Much is being made of Hezbollah chief Hassan Nasrallah’s indirect condemnation of the Charlie Hebdo massacre. Perhaps too much. I understand why the statement is considered a big deal. When Muslims are condemned as a group for terrorist attacks, it is good to see prominent Muslim voices condemning violence. It shows that violence is not an integral part of Islam. However, I find Nasrallah’s statement highly problematic. After all, Nasrallah is hardly a moderate himself. Under Nasrallah’s command, Hezbollah has fired rockets at an Israeli hospital, blown up a bus of Israeli tourists in Bulgaria, and bombed the Jewish community center in Buenos Aires, to name but three examples. The number of fatalities in the Argentinean attack alone far exceeds the body count in the Charlie Hebdo massacre. I’m excluding attacks on military and political targets as it could be argued that these have their own form of legitimacy, but I might as well add another example. Hezbollah for years had targeted Jewish towns and villages with rocket fire. It never distinguished between the military and civilians, and sometimes deliberately targeted civilian areas. Then, in 2006, a rocket fell quite close to my parent’s house. There luckily were no fatalities in our village, but I guess that I do have a personal reason for not taking Nasrallah’s statement at face value. It is not a simple condemnation of religiously motivated violence. I think that the explanation is simple. Nasrallah is a Shiite militant, and al Qaeda are Sunni militants. They are opposed to each other on sectarian grounds, and are also political rivals. While the two groups may have collaborated on occasion, they generally do not peacefully inhabit the same spaces. Hezbollah (and its Iranian backers) have been fighting al Qaeda directly ever since the Syrian civil war, seeing in it an existential threat.
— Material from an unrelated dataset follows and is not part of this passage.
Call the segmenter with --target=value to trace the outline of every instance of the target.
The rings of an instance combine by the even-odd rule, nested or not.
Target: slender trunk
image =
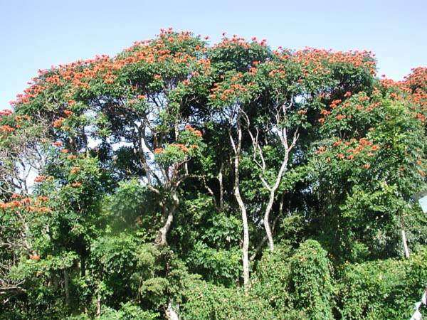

Condemning the Charlie Hebdo massacre allows Nasrallah to increase his prestige and moral capital at the expense of al Qaeda’s, his bitter rival. This is not a principled condemnation of terrorism as something opposed to the fundamental principles of Islam. It is little more than political maneuvering. There are so many worthier Muslim voices decrying violence (such as many of the entries on this list) that it is a shame to mention Nasrallah’s alongside them.